FIGG Bridge Engineers Inc., which is designing the Harbor Bridge in Corpus Christi, also designed a pedestrian bridge for Florida International University that collapsed in March 2018, killing six people and injuring 10 others. The joint venture of Flatiron and Dragados were not part of the Florida project.
TxDOT released a statement about the suspension after a local TV station inquired about a rumor that Flat Iron/Dragados had been removed from the project.
“The Texas Department of Transportation (TxDOT) continues to fully review the recent findings by the National Transportation Safety Board (NTSB) for applicability to TxDOT projects," the statement reads. "During this review, TxDOT has asked Flatiron/Dragados LLC, the developers of the Harbor Bridge Replacement Project, to suspend design activities on the Harbor Bridge project."
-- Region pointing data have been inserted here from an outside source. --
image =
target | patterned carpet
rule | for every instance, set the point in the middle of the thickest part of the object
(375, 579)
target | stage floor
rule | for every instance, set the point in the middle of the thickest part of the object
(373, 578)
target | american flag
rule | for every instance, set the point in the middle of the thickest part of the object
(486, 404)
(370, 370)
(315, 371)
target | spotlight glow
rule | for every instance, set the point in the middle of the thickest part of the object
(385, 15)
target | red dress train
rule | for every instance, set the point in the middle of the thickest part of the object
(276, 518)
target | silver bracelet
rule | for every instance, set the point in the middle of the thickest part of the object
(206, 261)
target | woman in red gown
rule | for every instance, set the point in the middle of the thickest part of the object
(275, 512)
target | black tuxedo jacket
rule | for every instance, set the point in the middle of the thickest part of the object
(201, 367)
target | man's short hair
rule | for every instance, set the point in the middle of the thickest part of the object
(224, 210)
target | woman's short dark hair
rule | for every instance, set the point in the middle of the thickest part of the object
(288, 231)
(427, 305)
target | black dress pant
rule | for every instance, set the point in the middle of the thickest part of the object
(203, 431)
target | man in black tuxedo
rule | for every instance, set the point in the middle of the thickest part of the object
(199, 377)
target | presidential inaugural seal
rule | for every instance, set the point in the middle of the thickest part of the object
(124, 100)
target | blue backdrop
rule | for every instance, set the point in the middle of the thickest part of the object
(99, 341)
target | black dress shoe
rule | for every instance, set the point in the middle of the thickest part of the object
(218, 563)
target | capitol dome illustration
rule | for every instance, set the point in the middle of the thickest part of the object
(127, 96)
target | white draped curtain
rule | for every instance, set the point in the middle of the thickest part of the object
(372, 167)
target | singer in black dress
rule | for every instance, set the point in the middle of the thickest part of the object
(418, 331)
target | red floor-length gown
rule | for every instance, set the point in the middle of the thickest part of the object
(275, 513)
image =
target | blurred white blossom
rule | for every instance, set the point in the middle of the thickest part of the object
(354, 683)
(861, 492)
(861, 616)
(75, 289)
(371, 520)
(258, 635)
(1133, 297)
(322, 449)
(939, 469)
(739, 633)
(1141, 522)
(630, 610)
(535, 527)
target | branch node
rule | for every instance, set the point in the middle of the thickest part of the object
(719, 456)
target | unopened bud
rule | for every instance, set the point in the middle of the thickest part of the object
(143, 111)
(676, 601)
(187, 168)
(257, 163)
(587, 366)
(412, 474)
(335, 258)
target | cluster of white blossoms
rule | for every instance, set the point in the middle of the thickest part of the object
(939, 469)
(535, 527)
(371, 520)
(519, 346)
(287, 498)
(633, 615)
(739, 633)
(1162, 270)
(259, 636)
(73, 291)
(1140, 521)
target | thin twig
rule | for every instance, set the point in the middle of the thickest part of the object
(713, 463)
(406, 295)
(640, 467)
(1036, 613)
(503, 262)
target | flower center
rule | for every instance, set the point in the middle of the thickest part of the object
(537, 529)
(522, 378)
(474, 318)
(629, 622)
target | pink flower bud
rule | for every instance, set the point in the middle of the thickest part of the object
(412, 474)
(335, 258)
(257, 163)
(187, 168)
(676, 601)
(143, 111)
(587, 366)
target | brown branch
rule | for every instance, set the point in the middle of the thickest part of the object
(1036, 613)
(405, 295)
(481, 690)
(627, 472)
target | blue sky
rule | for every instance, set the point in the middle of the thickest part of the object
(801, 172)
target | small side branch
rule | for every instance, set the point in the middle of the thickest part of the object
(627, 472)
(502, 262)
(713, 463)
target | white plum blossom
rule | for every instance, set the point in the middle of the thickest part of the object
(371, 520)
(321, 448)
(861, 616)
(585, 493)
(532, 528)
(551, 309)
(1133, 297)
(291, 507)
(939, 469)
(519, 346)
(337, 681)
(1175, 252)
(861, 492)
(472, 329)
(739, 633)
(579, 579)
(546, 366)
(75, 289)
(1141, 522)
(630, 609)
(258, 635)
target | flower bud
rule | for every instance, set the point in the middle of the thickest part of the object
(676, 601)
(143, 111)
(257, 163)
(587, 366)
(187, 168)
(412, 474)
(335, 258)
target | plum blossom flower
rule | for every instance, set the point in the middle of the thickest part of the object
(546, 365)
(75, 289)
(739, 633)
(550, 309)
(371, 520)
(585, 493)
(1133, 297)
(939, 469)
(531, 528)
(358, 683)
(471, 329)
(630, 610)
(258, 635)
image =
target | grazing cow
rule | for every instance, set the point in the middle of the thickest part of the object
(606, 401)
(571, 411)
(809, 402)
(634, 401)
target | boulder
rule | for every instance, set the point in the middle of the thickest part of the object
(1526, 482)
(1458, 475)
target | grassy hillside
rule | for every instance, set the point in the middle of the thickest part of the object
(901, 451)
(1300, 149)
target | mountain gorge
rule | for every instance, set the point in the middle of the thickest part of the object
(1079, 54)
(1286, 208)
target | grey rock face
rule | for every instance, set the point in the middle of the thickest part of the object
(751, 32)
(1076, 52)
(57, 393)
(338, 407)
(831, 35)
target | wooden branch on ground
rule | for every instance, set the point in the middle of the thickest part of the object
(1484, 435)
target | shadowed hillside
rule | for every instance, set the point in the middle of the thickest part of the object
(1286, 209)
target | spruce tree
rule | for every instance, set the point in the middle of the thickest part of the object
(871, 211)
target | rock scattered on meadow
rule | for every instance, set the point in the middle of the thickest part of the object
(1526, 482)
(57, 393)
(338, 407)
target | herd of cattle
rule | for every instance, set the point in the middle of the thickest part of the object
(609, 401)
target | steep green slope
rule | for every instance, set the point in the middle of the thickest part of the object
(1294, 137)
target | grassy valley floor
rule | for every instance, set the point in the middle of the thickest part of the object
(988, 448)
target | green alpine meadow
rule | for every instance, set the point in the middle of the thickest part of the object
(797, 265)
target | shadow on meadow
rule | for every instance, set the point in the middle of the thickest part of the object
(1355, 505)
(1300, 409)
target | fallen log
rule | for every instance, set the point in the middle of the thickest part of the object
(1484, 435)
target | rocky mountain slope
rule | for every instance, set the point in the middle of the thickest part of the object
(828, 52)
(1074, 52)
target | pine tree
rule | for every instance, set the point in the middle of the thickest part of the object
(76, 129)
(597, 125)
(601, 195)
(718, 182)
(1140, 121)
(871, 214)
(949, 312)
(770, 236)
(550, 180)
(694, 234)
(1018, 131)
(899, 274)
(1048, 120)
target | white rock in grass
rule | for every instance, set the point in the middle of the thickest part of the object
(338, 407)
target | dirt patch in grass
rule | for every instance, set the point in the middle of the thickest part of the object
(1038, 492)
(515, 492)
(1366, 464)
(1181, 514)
TxDOT also recently announced that the bridge project is two years behind schedule and would not be completed until sometime in 2023 rather than 2021.
NTSB’s investigation into the Florida bridge determined that “load and capacity calculation errors made by FIGG Bridge Engineers Inc. are the probable cause” of the collapse.”
FIGG released a lengthy statement after the findings denying responsibility.
“The accident was the result of a complex series of events and failings by parties at multiple stages of the project,” the statement reads.
NTSB also faulted the Florida Department of Transportation for failing to provide appropriate oversight during construction. Of the 11 recommendations from the NTSB, five were aimed at Florida’s transportation department.
Both bridges were designed using an accelerated construction process known as design build, which allows for construction to begin before design is complete.